資本蓄積が進展しているため、資本輸出の余力が大きい。特にドイツや日本は経常黒字を背景に継続的な資本輸出を行なっており、諸外国の工業化を支えている。金融市場が発達しており、流動性も高いため資金調達や運用の中心となる。多数の多国籍企業を抱えており、世界規模の経済活動を行なっている。このことが、グローバル化を通じて発展途上国へ成長機会をもたらしている。
歴史
産業革命以前は中国が世界最大の経済大国であった。産業革命後にはイギリスが世界一の生産力を誇ったが、19世紀末の「大不況」と呼ばれる長期不況や第一次世界大戦を経て、以降はアメリカが世界最大となった[2]。

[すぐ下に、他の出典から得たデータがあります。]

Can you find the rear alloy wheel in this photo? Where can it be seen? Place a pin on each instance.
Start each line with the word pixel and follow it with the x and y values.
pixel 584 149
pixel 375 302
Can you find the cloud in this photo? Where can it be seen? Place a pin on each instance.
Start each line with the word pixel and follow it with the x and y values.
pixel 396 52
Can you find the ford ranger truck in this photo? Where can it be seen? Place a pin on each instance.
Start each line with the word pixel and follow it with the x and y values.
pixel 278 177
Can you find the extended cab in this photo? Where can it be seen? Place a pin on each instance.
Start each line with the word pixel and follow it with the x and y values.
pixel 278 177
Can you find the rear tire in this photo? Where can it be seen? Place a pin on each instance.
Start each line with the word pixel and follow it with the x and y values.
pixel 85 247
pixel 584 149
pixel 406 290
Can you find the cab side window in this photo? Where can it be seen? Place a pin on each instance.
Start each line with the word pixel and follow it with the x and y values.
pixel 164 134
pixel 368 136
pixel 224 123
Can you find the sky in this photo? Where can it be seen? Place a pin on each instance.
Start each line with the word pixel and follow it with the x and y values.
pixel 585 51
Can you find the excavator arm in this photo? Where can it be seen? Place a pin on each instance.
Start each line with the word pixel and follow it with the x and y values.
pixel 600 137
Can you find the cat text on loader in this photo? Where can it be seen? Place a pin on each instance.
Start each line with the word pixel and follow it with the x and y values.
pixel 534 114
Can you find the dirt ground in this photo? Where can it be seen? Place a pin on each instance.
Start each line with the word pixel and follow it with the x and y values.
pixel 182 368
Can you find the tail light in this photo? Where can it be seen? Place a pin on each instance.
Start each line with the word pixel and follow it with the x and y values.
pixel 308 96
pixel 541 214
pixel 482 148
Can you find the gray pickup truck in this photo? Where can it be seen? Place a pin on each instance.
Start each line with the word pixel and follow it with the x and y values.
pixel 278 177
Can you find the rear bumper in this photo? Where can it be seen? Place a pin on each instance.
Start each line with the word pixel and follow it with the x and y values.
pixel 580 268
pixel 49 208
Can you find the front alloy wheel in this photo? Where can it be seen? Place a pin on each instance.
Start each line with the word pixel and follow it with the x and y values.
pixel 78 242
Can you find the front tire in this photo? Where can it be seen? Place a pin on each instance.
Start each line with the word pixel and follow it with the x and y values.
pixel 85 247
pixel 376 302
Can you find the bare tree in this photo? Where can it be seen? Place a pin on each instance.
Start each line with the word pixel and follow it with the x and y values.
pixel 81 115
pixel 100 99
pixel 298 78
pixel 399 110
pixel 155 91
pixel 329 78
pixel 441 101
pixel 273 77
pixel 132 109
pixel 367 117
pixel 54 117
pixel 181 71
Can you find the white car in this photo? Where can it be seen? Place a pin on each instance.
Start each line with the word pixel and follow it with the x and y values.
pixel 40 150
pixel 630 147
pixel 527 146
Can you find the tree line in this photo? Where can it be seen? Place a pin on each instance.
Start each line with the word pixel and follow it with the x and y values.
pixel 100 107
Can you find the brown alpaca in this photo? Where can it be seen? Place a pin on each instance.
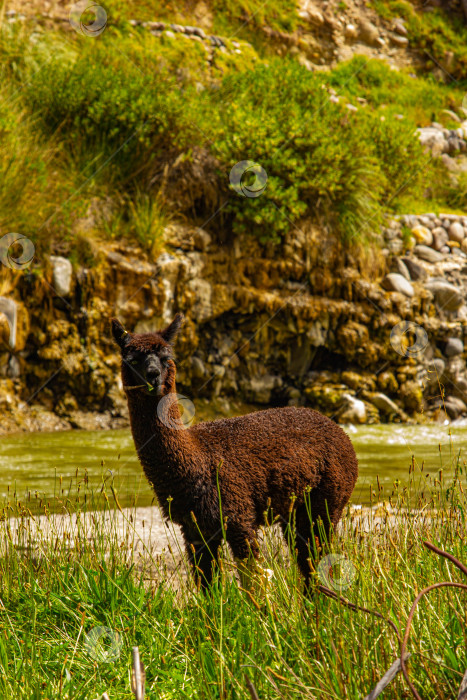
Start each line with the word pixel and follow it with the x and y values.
pixel 273 458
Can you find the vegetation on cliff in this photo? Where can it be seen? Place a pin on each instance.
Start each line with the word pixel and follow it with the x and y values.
pixel 144 125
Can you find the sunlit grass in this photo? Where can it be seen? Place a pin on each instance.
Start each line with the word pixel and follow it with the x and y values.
pixel 65 574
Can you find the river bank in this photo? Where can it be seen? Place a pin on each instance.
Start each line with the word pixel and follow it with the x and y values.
pixel 260 328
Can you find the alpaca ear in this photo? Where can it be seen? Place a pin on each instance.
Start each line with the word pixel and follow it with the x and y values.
pixel 119 333
pixel 169 334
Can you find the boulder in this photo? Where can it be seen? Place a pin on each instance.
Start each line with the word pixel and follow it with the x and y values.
pixel 454 407
pixel 15 323
pixel 456 232
pixel 369 33
pixel 435 371
pixel 432 139
pixel 354 412
pixel 393 282
pixel 261 388
pixel 401 269
pixel 454 346
pixel 202 307
pixel 422 234
pixel 62 273
pixel 440 237
pixel 384 404
pixel 447 296
pixel 198 369
pixel 416 271
pixel 428 254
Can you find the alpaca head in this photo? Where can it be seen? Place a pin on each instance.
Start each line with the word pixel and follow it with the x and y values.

第二次世界大戦後には、アメリカは世界総生産の半分弱を占めるほどに至るが、欧州や日本の経済復興の中で相対的に成長は鈍化し、その割合は次第に低下していった。
日本は1968年に「世界第2位の経済大国」となった。1980年代後半、欧米が高めの失業や不良債権により経済的失速を経験する中、日本が高めの経済成長を達成し、一部では近い将来に規模でアメリカを抜き世界一の経済大国になるのではないかという予測もなされた。しかし、結果的には1990年代以降の経済の長期的な低迷によって、日本の名目GDPが世界総生産に占める割合は急速に低下していき[3]、2010年に中国に抜かれ、2023年にドイツ[4]、2026年にはインドに抜かれた[5]。
アメリカは1990年代でも先進国の中で安定的に経済成長を達成し、2020年代においても世界最大の経済大国となっている。しかし、21世紀になり中国とインドの経済成長は著しく、着実に経済大国への道を歩んでいる。中国は2007年にドイツを抜き、2010年には日本が42年間維持した「世界第2位の経済大国」の座を抜いた[6]。インドも2022年に旧宗主国であったイギリスを抜き、2026年には日本を抜いた[7]。